Publication du rapport de Santé mondiale 2030 : « Action climatique et santé : une même urgence, des bénéfices partagés"

Il y a peu sortait le rapport du think tank « Santé mondiale 2030 », poussé par l’Agence Française de Développement. Ce document se concentre sur les bénéfices apportés – sur la santé humaine – par les politiques de réductions des émissions de gaz à effet de serre (GES). Un rapport qui rappelle, par le biais d’un argumentaire détaillé, la logique du concept « one health » : la santé des humains, la santé des animaux et celle des écosystèmes sont étroitement liées.

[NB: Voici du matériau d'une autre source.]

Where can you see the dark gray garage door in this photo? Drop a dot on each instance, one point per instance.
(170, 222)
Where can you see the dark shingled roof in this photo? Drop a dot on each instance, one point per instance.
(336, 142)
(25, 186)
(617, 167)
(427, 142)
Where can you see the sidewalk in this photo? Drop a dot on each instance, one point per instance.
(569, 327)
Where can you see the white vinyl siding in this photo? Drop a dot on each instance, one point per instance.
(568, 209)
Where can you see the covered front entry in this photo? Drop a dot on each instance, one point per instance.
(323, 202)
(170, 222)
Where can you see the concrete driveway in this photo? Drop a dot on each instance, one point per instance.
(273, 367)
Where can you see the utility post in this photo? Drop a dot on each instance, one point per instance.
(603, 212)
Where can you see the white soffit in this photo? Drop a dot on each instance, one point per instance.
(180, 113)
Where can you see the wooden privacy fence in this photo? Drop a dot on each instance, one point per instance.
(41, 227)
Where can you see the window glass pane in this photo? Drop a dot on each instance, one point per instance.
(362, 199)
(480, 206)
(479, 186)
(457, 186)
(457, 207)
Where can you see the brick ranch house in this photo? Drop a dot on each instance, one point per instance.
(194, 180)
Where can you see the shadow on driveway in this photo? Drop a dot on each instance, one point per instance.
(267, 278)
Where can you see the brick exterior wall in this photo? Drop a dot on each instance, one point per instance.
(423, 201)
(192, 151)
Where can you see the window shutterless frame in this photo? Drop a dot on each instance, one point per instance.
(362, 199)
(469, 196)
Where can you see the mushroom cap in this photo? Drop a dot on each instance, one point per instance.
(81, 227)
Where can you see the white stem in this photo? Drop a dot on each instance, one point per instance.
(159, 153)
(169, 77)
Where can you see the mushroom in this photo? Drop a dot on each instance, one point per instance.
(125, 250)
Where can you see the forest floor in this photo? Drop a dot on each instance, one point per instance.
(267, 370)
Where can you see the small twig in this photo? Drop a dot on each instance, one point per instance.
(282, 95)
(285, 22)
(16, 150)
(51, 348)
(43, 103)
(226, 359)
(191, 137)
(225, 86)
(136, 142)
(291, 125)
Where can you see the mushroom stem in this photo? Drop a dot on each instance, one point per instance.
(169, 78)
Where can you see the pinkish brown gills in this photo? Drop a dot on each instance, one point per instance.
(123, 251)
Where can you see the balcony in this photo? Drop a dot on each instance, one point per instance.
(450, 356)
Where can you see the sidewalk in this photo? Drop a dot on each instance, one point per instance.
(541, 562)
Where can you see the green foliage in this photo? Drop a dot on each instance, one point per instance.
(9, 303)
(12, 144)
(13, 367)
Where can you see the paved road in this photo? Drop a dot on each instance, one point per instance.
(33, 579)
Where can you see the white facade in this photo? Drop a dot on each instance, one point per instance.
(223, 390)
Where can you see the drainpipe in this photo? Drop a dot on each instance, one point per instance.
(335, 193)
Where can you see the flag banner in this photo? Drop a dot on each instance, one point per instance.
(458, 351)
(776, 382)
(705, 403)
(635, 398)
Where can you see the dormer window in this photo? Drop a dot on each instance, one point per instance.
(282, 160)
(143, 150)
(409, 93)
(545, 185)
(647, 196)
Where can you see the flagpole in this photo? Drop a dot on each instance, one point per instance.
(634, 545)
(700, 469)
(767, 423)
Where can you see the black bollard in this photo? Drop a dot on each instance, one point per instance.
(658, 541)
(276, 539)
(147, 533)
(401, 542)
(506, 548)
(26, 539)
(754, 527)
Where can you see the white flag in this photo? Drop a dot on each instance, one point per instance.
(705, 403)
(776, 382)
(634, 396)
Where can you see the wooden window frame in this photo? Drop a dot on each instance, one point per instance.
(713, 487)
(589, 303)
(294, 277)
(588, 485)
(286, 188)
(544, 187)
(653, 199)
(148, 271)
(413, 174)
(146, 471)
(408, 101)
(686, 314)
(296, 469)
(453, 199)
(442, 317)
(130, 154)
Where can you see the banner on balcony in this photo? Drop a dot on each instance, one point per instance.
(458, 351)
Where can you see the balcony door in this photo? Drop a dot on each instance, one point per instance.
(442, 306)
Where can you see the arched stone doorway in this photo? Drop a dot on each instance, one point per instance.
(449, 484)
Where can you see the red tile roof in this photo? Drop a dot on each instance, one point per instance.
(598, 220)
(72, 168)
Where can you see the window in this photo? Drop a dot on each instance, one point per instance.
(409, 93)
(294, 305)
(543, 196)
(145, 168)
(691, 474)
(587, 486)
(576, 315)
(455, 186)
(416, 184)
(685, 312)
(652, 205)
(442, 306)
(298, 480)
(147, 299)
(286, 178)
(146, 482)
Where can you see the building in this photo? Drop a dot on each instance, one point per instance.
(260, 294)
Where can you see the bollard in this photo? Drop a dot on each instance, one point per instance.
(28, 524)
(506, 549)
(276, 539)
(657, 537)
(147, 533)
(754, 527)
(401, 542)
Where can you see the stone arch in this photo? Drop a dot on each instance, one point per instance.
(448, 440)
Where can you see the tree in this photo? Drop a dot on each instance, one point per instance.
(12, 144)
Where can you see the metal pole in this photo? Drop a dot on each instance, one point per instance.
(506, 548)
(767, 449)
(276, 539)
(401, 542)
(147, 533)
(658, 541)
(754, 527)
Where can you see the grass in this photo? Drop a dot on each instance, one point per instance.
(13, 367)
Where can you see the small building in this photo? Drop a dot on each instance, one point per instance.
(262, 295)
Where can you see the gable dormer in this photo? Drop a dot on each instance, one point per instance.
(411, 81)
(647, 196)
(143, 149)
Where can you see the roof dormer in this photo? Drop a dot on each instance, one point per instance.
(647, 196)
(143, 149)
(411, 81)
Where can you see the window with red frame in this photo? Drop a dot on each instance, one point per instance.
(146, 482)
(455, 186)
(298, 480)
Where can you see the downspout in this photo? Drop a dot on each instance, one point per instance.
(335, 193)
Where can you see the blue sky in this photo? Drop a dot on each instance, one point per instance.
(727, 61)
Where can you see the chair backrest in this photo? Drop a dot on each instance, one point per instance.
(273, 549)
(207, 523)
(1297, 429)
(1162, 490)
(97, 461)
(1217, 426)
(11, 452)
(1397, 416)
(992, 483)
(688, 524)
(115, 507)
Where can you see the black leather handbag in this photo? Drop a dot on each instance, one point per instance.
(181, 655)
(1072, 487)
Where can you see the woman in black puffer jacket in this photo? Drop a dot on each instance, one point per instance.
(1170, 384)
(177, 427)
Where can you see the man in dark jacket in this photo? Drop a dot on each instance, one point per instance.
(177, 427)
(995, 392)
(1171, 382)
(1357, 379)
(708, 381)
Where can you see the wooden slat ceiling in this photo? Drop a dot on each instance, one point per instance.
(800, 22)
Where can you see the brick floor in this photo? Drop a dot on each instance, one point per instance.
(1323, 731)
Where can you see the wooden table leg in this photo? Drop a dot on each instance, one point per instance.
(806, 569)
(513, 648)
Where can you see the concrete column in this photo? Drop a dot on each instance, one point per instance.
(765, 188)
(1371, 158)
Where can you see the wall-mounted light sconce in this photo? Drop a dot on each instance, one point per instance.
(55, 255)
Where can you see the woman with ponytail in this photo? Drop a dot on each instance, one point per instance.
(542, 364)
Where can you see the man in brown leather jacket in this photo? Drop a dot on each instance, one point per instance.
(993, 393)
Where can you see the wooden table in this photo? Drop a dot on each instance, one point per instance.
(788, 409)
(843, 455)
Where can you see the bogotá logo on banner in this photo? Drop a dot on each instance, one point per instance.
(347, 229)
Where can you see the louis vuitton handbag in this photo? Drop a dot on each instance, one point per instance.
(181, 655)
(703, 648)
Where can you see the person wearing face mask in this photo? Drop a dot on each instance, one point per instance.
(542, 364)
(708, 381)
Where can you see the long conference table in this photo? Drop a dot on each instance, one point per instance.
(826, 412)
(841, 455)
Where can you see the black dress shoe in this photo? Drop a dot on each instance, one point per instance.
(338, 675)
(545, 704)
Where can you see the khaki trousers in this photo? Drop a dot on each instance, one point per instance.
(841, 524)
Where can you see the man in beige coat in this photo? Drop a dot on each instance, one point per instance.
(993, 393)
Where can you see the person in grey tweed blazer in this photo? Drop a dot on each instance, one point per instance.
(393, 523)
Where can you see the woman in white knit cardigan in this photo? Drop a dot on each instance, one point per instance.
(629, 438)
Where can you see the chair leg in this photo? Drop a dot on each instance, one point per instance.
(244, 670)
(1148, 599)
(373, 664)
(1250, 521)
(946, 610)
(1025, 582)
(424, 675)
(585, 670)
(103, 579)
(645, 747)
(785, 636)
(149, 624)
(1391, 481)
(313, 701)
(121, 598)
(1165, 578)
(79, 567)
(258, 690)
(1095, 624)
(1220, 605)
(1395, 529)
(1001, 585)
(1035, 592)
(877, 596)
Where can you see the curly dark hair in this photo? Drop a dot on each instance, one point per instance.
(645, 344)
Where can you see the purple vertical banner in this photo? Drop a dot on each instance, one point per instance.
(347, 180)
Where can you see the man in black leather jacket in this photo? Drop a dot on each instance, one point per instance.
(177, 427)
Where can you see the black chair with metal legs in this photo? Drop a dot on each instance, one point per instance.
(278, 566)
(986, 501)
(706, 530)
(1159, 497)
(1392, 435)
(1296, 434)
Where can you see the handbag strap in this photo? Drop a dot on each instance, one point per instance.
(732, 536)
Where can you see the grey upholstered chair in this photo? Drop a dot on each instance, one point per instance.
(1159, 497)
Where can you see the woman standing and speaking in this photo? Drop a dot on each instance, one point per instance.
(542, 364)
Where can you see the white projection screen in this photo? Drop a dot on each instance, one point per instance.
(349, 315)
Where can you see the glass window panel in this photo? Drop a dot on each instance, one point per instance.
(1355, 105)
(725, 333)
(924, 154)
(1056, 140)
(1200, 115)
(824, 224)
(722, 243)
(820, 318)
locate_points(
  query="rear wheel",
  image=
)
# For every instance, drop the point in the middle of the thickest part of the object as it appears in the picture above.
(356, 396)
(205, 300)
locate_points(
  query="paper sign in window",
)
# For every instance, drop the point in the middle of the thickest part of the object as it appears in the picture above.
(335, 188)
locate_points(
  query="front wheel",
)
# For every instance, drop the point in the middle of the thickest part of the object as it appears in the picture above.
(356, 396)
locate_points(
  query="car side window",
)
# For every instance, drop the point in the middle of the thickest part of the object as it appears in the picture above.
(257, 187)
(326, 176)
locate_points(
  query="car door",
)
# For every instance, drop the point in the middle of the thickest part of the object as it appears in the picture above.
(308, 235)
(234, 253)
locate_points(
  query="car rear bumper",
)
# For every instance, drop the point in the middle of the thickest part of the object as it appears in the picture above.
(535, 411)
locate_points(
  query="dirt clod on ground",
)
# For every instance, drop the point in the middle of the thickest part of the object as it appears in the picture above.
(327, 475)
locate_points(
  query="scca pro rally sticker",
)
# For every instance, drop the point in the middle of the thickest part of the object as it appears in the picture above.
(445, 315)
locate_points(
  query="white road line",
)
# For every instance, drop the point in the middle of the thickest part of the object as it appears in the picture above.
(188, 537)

Voici les informations qu’il faut retenir

  • la santé comme appui providentiel aux « engagements climatiques ». Dans un moment où la désinformation, les « retours de bâton » (backlash) et les positions critiques sont nombreuses sur les politiques environnementales jugées trop restrictives, il est indispensable de démontrer les co-bénéfices engendrés par des engagements décarbonés. « L’urgence climatique est aussi une urgence sanitaire » ;
  • un gage de qualité de vie et de justice sociale. Les propos tenus ne sont pas radicaux au point de formuler le dilemme entre santé ou économie (ou le fameux « PIB ou CO2 il faut choisir », comme le disait Jean-Marc Jancovici), mais l’illustration des effets négatifs du système actuel est bien là. Le mauvais état de santé des populations est exacerbé par les dégradations environnementales (artificialisation des sols, absence de biodiversité, pollutions locales diverses, etc.) « créant un cercle vicieux entre dégradation environnementale, injustices sociales et crise sanitaire ». Agir contre ces dégradations, c’est se positionner en faveur d’un modèle plus juste ;
  • un contre-modèle attractif. Un plan réfléchi et coordonné, poussé à une échelle locale, démontre une certaine efficacité à court-moyen-long terme. On y vit en meilleure santé, un certain dynamisme territorial peut y être associé. La « Pathfinder Initiative » (soutenue par The Lancet) recense des actions regroupées autour de 4 grandes thématiques : l’alimentation-agriculture, la mobilité, la pollution de l’air, la qualité des logements. Des initiatives qui peuvent être portées à « petite » échelle, invitant les territoires à designer leur propre transition – par des choix courageux. C’est moins impactant pour l’environnement, rempli de sens, générateur d’activités (et donc d’emplois) et accroit le potentiel de résilience.